If you don’t have access to an HPC cluster and want to test the Toil integration locally, you can install MiniHTCondor, a single-node HTCondor package designed for testing.
Install HTCondor using the official script:
# Download and run the HTCondor installer (installs minicondor by default)

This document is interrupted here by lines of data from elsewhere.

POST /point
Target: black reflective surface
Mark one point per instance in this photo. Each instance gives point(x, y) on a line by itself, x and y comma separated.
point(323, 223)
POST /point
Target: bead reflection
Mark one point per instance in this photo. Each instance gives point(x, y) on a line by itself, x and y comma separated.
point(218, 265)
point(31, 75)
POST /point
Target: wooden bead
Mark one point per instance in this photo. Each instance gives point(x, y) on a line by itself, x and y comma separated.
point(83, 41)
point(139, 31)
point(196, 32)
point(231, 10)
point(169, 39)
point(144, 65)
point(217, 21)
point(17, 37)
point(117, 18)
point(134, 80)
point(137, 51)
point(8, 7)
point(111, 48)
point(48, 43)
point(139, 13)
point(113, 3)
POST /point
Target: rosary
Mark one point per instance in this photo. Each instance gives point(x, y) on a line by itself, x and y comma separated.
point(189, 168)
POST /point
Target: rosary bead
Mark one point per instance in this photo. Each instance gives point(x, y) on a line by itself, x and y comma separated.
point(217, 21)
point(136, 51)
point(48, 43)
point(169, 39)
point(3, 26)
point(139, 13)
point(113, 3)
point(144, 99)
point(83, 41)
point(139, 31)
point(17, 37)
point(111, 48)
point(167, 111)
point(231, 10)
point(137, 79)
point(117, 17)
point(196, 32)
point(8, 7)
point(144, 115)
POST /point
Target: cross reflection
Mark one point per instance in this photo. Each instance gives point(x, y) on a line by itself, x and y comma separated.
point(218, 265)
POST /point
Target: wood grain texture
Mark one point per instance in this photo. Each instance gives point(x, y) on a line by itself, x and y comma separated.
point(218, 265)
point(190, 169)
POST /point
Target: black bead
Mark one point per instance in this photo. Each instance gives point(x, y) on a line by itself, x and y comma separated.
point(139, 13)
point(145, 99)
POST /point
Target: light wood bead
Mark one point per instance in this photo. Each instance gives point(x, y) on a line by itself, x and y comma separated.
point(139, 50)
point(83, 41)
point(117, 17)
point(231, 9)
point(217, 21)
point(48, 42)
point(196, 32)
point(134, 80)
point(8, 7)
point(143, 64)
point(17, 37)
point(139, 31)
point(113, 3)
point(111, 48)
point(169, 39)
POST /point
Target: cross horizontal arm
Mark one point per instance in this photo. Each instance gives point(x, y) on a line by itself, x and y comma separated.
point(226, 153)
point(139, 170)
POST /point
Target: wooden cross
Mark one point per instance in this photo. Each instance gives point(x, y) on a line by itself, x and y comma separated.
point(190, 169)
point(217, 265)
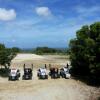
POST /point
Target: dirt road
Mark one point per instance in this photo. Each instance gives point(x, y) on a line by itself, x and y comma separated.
point(51, 89)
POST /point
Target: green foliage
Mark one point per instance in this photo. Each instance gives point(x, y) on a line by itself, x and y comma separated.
point(43, 50)
point(6, 55)
point(85, 51)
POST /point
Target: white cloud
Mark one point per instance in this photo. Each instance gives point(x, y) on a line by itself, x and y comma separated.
point(43, 11)
point(85, 12)
point(6, 15)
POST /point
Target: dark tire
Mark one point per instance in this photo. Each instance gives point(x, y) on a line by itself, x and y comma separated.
point(9, 79)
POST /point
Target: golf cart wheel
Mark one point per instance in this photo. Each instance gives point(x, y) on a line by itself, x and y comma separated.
point(46, 76)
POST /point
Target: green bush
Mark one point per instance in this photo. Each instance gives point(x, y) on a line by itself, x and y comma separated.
point(85, 51)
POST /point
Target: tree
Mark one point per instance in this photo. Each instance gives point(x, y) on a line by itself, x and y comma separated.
point(6, 55)
point(85, 51)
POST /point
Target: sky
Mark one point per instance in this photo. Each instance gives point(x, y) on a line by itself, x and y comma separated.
point(52, 23)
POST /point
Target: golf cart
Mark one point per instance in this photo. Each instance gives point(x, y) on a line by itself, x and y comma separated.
point(64, 73)
point(42, 73)
point(54, 73)
point(14, 74)
point(27, 73)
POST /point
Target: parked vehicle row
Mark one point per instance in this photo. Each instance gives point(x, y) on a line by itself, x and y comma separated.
point(42, 73)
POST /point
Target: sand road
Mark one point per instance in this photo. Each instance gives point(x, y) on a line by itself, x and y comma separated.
point(51, 89)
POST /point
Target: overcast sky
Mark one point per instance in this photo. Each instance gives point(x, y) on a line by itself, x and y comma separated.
point(32, 23)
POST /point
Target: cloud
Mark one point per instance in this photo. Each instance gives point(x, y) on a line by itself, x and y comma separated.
point(43, 11)
point(7, 15)
point(85, 12)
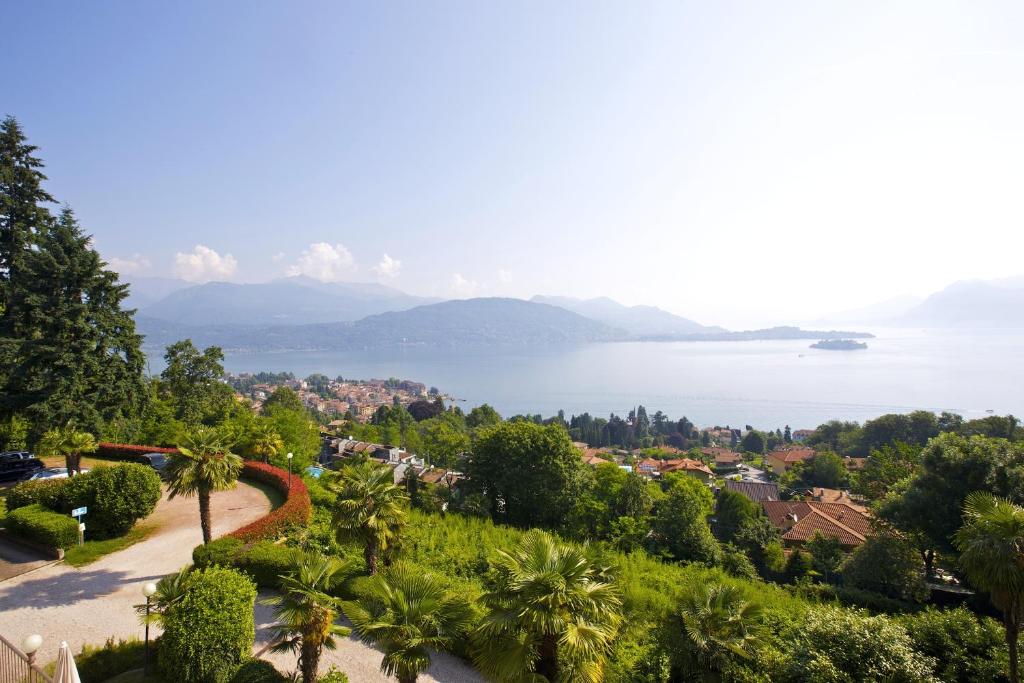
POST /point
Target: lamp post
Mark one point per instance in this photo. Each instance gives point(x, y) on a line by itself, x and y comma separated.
point(147, 590)
point(30, 645)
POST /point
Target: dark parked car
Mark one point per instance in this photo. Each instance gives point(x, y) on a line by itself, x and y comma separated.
point(157, 461)
point(18, 465)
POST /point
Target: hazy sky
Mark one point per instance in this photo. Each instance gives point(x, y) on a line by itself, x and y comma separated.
point(737, 163)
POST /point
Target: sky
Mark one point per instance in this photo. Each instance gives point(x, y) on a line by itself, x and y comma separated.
point(738, 163)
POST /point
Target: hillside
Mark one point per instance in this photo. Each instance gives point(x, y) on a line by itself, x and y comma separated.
point(976, 304)
point(289, 301)
point(640, 321)
point(458, 324)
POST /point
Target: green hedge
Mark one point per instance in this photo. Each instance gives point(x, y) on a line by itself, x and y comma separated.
point(258, 671)
point(263, 561)
point(35, 522)
point(209, 631)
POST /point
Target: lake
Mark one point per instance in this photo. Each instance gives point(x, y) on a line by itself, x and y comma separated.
point(766, 384)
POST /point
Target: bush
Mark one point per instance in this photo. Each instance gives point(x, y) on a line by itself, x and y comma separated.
point(44, 526)
point(45, 492)
point(265, 562)
point(209, 631)
point(258, 671)
point(222, 551)
point(295, 511)
point(101, 664)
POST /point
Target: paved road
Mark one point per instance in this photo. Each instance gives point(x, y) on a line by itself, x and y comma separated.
point(92, 603)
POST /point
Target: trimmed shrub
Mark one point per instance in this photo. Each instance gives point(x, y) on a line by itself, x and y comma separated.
point(117, 498)
point(258, 671)
point(265, 562)
point(101, 664)
point(222, 552)
point(44, 526)
point(44, 492)
point(295, 511)
point(209, 631)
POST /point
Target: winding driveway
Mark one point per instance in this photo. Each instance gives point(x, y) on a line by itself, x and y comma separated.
point(92, 603)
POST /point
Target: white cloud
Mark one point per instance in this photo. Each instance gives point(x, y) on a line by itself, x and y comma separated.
point(462, 287)
point(324, 262)
point(203, 264)
point(130, 265)
point(388, 267)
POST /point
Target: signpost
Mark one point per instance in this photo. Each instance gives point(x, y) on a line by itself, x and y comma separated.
point(78, 513)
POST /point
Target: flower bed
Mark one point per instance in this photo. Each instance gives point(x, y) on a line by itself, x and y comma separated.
point(127, 451)
point(296, 509)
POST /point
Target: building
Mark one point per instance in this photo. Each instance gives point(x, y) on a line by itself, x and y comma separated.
point(800, 520)
point(778, 462)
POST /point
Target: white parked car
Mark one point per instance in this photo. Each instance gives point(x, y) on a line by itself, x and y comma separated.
point(52, 473)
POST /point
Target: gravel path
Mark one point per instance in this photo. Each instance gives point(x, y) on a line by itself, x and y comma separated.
point(360, 662)
point(92, 603)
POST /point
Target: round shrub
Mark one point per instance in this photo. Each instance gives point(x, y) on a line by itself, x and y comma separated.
point(209, 631)
point(265, 562)
point(44, 492)
point(222, 552)
point(35, 522)
point(258, 671)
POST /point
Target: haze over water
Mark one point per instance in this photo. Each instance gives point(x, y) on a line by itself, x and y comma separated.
point(766, 384)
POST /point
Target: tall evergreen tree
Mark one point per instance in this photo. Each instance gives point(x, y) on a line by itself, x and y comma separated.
point(69, 353)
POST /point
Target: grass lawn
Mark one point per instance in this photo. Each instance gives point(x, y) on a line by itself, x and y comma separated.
point(91, 551)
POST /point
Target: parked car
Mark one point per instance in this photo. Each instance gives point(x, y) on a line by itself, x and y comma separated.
point(51, 473)
point(13, 466)
point(157, 461)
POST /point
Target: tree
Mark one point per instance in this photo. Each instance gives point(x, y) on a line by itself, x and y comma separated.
point(202, 465)
point(887, 564)
point(69, 442)
point(951, 466)
point(408, 613)
point(370, 510)
point(531, 473)
point(550, 612)
point(718, 627)
point(680, 521)
point(266, 442)
point(192, 380)
point(306, 612)
point(732, 511)
point(991, 547)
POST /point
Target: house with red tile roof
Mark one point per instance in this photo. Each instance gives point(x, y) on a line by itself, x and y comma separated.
point(799, 520)
point(781, 460)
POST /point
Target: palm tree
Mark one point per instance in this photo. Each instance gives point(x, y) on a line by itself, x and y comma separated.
point(306, 612)
point(718, 624)
point(370, 509)
point(408, 613)
point(548, 605)
point(69, 442)
point(991, 546)
point(266, 442)
point(203, 465)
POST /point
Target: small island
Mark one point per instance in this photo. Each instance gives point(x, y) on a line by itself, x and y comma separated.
point(839, 345)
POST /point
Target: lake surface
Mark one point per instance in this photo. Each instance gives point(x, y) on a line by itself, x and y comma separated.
point(766, 384)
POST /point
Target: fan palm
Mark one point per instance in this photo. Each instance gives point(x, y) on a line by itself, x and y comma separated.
point(548, 605)
point(370, 509)
point(719, 625)
point(306, 612)
point(408, 613)
point(991, 547)
point(204, 464)
point(69, 442)
point(266, 443)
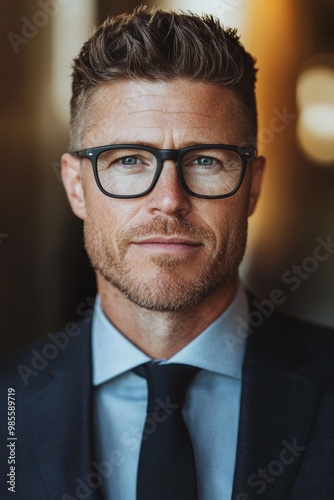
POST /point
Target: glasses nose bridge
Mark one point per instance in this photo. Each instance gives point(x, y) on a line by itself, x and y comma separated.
point(169, 154)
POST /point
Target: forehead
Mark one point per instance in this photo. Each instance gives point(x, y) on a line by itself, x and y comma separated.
point(177, 110)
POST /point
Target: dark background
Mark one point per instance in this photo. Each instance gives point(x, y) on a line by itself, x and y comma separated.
point(44, 272)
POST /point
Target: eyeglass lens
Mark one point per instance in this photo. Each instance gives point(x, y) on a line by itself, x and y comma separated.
point(208, 172)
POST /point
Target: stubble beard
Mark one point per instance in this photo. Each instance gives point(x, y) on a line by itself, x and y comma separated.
point(168, 290)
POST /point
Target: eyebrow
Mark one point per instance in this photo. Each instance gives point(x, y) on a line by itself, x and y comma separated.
point(153, 145)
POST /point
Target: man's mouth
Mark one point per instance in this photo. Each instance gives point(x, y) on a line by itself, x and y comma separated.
point(167, 244)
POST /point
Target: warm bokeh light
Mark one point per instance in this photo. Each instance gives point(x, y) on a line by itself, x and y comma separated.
point(315, 97)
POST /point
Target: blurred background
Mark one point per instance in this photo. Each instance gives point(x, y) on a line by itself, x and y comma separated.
point(44, 272)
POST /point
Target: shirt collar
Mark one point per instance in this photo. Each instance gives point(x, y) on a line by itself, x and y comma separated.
point(113, 354)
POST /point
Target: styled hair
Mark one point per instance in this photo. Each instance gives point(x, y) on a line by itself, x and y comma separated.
point(153, 44)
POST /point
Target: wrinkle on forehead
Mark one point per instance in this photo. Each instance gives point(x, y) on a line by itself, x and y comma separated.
point(177, 109)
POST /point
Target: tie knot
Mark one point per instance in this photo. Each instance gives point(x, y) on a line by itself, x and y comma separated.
point(168, 384)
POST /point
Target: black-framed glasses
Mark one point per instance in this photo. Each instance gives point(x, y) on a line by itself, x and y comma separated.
point(204, 170)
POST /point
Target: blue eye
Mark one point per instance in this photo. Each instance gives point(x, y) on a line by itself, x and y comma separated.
point(129, 160)
point(205, 160)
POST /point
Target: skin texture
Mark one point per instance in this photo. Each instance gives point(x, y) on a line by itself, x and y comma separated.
point(166, 263)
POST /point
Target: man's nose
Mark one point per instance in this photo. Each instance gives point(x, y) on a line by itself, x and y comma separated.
point(168, 195)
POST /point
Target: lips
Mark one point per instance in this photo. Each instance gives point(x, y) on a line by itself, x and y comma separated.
point(166, 241)
point(167, 244)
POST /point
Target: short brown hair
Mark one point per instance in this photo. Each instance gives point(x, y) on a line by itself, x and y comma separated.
point(152, 44)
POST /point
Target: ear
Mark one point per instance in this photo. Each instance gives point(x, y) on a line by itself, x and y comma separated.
point(72, 180)
point(256, 169)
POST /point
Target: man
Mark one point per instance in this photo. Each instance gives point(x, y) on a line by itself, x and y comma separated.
point(163, 171)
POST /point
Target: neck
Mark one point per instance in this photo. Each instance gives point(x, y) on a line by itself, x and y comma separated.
point(162, 334)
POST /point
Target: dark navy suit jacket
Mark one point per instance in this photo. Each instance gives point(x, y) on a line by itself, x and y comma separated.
point(286, 431)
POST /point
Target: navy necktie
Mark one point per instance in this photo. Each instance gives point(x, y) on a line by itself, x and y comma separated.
point(166, 469)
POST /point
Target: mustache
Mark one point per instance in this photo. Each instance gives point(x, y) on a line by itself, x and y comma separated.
point(160, 226)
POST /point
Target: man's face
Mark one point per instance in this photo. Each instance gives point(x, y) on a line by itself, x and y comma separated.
point(167, 250)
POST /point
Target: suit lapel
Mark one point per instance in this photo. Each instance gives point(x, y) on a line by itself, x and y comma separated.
point(59, 414)
point(278, 405)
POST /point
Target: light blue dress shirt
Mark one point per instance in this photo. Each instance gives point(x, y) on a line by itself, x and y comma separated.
point(211, 409)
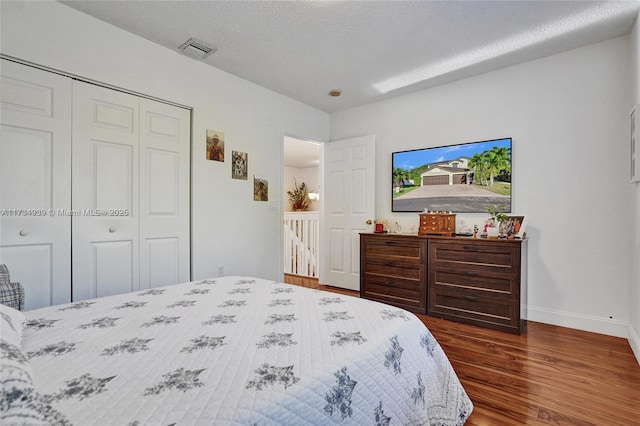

curl -fsSL https://get.htcondor.org | sudo /bin/bash -s -- --no-dry-run
# Verify HTCondor is running
condor_status
You should see output showing your local machine as a condor slot. If condor_status returns an error, check that the condor service is running:
Configure Docker for HTCondor jobs:
HTCondor needs to run containers for CWL workflows. Add your user to the docker group and create a wrapper to mount /etc/hosts for DNS resolution:
# Add your user to the docker group
sudo usermod -a -G docker $USER
# Create a docker wrapper for DNS resolution in containers
sudo tee /usr/local/bin/docker > /dev/null << 'EOF'
#!/usr/bin/python3
import sys, os
n = sys.argv
n[0] = "/usr/bin/docker"
if "run" in n:
n.insert(n.index("run") + 1, "-v=/etc/hosts:/etc/hosts:ro")
os.execv(n[0], n)
EOF
sudo chmod +x /usr/local/bin/docker
# Log out and back in for the docker group change to take effect
After logging back in, verify HTCondor can see your machine:
Setting up Toil WES⚓︎
Already have a Toil WES service? Skip to Clone the Deployment Guide Repository.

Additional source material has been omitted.